Dear Friends,

This past Friday our dear friend and our past Cantor for the High Holidays, Greg Shafritz passed away suddenly from an accident in Tel Aviv. We will honor his memory on the High Holidays.


Friday Night Shabbat Service 7:30 P.M. followed by Rosh Hashanah theme- Apples-Apple Pie, Apple Crisp

Saturday morning Shabbat Service 9 A.M.

Sunday-Hebrew School -First session 9-10 A.M. Second session 10-11 A.M.

Tuesday-Talmud Class 6:30 P.M.

Friday, September 15- Friday Night Service will be at the home of Arlene Snyder

Saturday-September 16th-First B’nai Mitzvah class-Celebration of the Anniversary of Laurie Robinson’s Bat Mitzvah-Kiddush to follow Service

Saturday, September 16-7:30 P.M. Community Selichot Service at Beth Jacob Synagogue 7:30 P.M.

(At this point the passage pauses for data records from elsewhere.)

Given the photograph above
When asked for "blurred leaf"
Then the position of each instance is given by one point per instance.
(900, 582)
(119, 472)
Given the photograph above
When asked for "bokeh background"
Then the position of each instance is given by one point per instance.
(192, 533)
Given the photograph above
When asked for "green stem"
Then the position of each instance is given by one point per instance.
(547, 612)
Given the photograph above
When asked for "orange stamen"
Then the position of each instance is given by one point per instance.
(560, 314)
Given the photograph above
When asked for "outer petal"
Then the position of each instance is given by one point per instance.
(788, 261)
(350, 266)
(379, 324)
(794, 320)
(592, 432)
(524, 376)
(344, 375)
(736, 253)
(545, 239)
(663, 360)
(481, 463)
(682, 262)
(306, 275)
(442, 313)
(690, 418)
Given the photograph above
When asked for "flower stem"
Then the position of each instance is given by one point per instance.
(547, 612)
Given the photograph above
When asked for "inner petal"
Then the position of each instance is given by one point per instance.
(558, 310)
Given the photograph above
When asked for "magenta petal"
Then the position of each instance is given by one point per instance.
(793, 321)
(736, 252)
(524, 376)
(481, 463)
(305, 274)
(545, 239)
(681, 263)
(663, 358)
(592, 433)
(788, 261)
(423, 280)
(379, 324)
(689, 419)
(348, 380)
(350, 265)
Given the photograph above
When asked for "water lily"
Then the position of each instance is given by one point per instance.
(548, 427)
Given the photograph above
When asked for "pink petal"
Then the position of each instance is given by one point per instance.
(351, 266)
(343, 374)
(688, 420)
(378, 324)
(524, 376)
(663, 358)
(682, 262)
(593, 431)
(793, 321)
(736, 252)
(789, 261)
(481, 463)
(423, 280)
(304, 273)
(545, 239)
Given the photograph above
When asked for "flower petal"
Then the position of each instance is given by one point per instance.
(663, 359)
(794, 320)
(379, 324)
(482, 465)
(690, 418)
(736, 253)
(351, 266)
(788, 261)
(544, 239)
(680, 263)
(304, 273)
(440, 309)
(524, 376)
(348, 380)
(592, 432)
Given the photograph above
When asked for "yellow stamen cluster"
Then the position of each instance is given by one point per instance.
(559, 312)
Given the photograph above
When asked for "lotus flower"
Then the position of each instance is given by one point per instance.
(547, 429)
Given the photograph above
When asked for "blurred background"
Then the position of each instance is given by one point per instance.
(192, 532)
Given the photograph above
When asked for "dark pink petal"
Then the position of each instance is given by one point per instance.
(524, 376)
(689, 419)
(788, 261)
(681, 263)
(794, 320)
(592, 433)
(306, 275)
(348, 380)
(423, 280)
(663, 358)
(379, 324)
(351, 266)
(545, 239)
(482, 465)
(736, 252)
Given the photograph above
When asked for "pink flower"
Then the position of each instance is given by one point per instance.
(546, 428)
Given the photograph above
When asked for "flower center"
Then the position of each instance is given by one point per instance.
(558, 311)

Please help support our minyans.


Rabbi Ken Alter

Parshat Ki Tavo

In this week’s portion, as the Jewish people are getting ready to enter the Land of Israel, God commands them to stand on two hills, with six tribes on each hill, facing each other. The tribe of Levi then stands in the middle and recites a series of 12 blessings and curses. This must have been a very powerful experience, listening the Levites say these blessings and curses out loud, with the entire Jewish people responding “amen.”

Actually, the Torah only mentions the curses: “cursed is the one who takes a bribe; cursed is the one who perverts justice; cursed is the one who abuses his parents,” etc. The Sages explain that although the blessings are not mentioned in the text, they are the precise opposites of the curses: “blessed is the one who does not take a bribe; blessed is the one who does not pervert justice; blessed is the one who does not abuse his parents,” etc.

The wording of the blessings seems quite strange. Instead of saying, “Blessed is the one who does not abuse his parents,” why not state the blessings in the positive – i.e. “Blessed is the one who honors his parents”?

I believe the answer is as follows. All of these blessings are areas in which it is impossible for anyone else to know what a person has done. He may never have harmed his parents, but who’s to say that he was never in a situation in which he thought to do so? A bribe is a gift given in order to influence a judge in a particular way. But even if he accepted the gift, who can say if the gift made him judge in that manner? Perhaps he saw this as the proper judgment in any case.

It’s much easier to be righteous in public than it is in private. The true test of a human being’s mettle is what he does when no one is watching and no one will ever know. The good that we do in our lives that goes completely unrewarded in this world is the most precious good of all. The good that no one knows about and no one recognizes – this is the greatest good that we should seek. It is a good with no motive other than doing good for sake of good itself.

This is what God wished to emphasize to the Jewish people when they entered the Land of Israel. Do not chase public good and acclaim, rather seek and value the good that is done with a pure heart and pure motives. Blessed are those moments in our life when we make choices for no reason other than to do what is right, truthful, just or honest. They remain our most prized possessions for eternity.